Python convert long to wide data frame(Strings) [duplicate]

I have data in long format and am trying to reshape to wide, but there doesn't seem to be a straightforward way to do this using melt/stack/unstack:
Salesman Height product price
Knut 6 bat 5
Knut 6 ball 1
Knut 6 wand 3
Steve 5 pen 2
Becomes:
Salesman Height product_1 price_1 product_2 price_2 product_3 price_3
Knut 6 bat 5 ball 1 wand 3
Steve 5 pen 2 NA NA NA NA
I think Stata can do something like this with the reshape command.

Here's another solution more fleshed out, taken from Chris Albon's site.
Create "long" dataframe
raw_data = {'patient': [1, 1, 1, 2, 2],
'obs': [1, 2, 3, 1, 2],
'treatment': [0, 1, 0, 1, 0],
'score': [6252, 24243, 2345, 2342, 23525]}
df = pd.DataFrame(raw_data, columns = ['patient', 'obs', 'treatment', 'score'])
Make a "wide" data
df.pivot(index='patient', columns='obs', values='score')
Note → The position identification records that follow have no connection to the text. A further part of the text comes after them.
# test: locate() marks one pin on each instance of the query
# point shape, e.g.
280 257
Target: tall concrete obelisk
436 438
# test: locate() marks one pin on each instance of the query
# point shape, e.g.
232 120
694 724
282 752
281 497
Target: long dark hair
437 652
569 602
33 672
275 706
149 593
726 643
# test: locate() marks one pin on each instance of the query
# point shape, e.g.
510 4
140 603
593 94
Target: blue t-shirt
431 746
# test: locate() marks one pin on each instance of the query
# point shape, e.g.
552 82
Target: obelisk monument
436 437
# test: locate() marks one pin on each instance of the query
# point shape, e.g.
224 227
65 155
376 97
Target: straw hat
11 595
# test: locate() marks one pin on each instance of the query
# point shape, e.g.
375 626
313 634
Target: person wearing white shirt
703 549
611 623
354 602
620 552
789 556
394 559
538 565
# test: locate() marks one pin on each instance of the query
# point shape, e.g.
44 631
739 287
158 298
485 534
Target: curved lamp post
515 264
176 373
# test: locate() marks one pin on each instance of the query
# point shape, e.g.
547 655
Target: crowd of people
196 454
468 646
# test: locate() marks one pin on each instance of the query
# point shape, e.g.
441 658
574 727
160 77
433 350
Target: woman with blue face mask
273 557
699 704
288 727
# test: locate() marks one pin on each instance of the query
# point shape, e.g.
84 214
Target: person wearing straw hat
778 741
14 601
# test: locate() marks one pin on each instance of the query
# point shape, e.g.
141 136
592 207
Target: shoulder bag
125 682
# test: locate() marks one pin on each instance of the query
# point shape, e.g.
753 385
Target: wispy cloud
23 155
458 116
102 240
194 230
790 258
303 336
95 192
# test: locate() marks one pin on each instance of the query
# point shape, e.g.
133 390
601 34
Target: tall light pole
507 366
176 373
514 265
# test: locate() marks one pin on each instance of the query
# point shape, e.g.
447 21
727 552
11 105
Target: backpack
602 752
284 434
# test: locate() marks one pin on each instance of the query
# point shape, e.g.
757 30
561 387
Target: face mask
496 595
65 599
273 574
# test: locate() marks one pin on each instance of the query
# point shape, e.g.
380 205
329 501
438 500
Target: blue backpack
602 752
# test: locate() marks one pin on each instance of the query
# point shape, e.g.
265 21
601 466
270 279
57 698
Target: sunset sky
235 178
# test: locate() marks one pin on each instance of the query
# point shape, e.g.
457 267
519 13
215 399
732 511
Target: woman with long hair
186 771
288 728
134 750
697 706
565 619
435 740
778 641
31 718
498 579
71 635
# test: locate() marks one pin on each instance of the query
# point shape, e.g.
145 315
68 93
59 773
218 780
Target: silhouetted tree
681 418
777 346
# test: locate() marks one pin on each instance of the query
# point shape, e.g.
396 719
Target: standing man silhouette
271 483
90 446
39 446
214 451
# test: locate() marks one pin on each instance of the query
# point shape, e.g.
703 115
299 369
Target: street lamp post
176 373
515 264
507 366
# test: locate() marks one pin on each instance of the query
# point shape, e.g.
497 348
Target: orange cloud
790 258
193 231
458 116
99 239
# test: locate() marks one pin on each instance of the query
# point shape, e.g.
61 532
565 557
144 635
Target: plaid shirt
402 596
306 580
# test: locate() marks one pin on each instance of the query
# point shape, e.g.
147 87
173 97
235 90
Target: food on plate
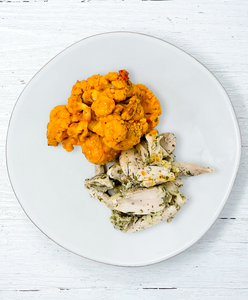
144 182
104 115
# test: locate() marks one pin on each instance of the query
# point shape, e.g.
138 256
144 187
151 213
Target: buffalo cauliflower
104 115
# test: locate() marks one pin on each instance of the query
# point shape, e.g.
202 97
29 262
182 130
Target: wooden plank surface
32 266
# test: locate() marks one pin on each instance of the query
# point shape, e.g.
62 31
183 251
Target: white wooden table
31 265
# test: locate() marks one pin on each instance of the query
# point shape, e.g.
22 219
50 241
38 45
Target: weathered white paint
32 266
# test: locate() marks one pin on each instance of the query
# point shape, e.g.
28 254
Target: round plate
49 182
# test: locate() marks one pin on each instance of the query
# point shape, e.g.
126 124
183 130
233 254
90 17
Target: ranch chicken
144 183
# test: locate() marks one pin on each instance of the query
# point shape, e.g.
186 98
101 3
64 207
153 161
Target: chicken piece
191 169
96 151
158 155
154 175
98 186
131 162
152 219
150 105
115 172
101 183
168 142
60 119
133 166
135 130
141 201
178 182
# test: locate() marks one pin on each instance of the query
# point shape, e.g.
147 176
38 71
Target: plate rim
217 213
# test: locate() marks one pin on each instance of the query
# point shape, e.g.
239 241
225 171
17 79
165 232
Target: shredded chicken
145 183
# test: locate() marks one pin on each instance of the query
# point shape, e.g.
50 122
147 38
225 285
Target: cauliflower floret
103 106
151 106
110 107
112 128
96 151
60 119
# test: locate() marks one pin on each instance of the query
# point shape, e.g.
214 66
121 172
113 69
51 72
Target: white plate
48 181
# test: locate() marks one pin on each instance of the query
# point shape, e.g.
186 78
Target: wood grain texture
32 266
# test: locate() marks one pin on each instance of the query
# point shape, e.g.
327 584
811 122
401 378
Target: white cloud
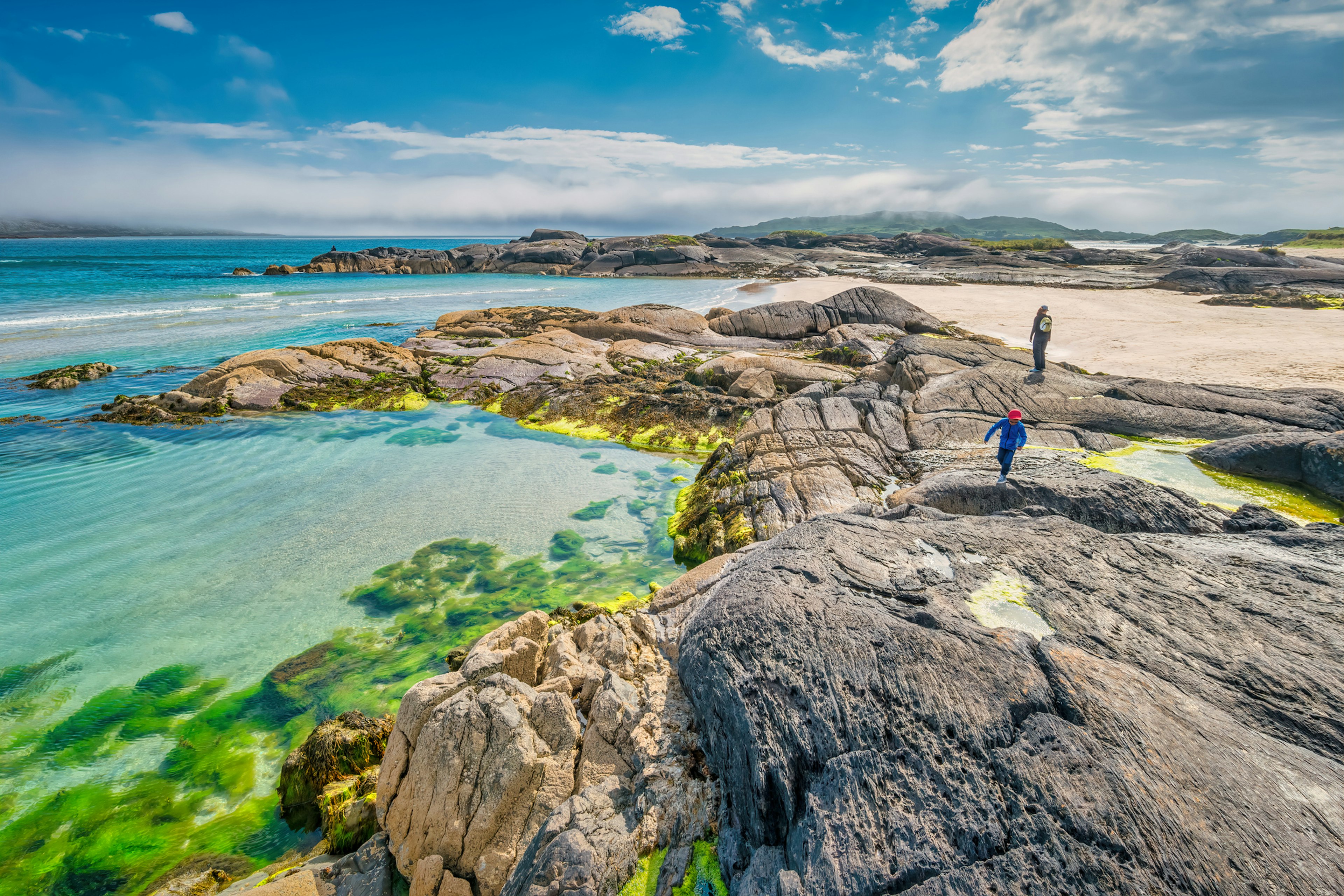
590 149
264 92
730 13
798 54
1093 164
899 62
1318 152
174 22
921 26
652 23
142 182
211 131
1109 68
236 46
A simple pivot might be sufficient for your needs but this is what I did to reproduce your desired output:
df['idx'] = df.groupby('Salesman').cumcount()
Just adding a within group counter/index will get you most of the way there but the column labels will not be as you desired:
print df.pivot(index='Salesman',columns='idx')[['product','price']]
product price
idx 0 1 2 0 1 2
Salesman
Knut bat ball wand 5 1 3
Steve pen NaN NaN 2 NaN NaN
To get closer to your desired output I added the following:
df['prod_idx'] = 'product_' + df.idx.astype(str)
df['prc_idx'] = 'price_' + df.idx.astype(str)
product = df.pivot(index='Salesman',columns='prod_idx',values='product')
prc = df.pivot(index='Salesman',columns='prc_idx',values='price')
reshape = pd.concat([product,prc],axis=1)
reshape['Height'] = df.set_index('Salesman')['Height'].drop_duplicates()
print reshape
product_0 product_1 product_2 price_0 price_1 price_2 Height
Salesman
Knut bat ball wand 5 1 3 6
Steve pen NaN NaN 2 NaN NaN 5
Edit: if you want to generalize the procedure to more variables I think you could do something like the following (although it might not be efficient enough):
df['idx'] = df.groupby('Salesman').cumcount()
tmp = []
for var in ['product','price']:
df['tmp_idx'] = var + '_' + df.idx.astype(str)
tmp.append(df.pivot(index='Salesman',columns='tmp_idx',values=var))
reshape = pd.concat(tmp,axis=1)
#Luke said:
I think Stata can do something like this with the reshape command.
You can but I think you also need a within group counter to get the reshape in stata to get your desired output:
+-------------------------------------------+
| salesman idx height product price |
|-------------------------------------------|
1. | Knut 0 6 bat 5 |
2. | Knut 1 6 ball 1 |
3. | Knut 2 6 wand 3 |
4. | Steve 0 5 pen 2 |
+-------------------------------------------+
If you add idx then you could do reshape in stata:
reshape wide product price, i(salesman) j(idx)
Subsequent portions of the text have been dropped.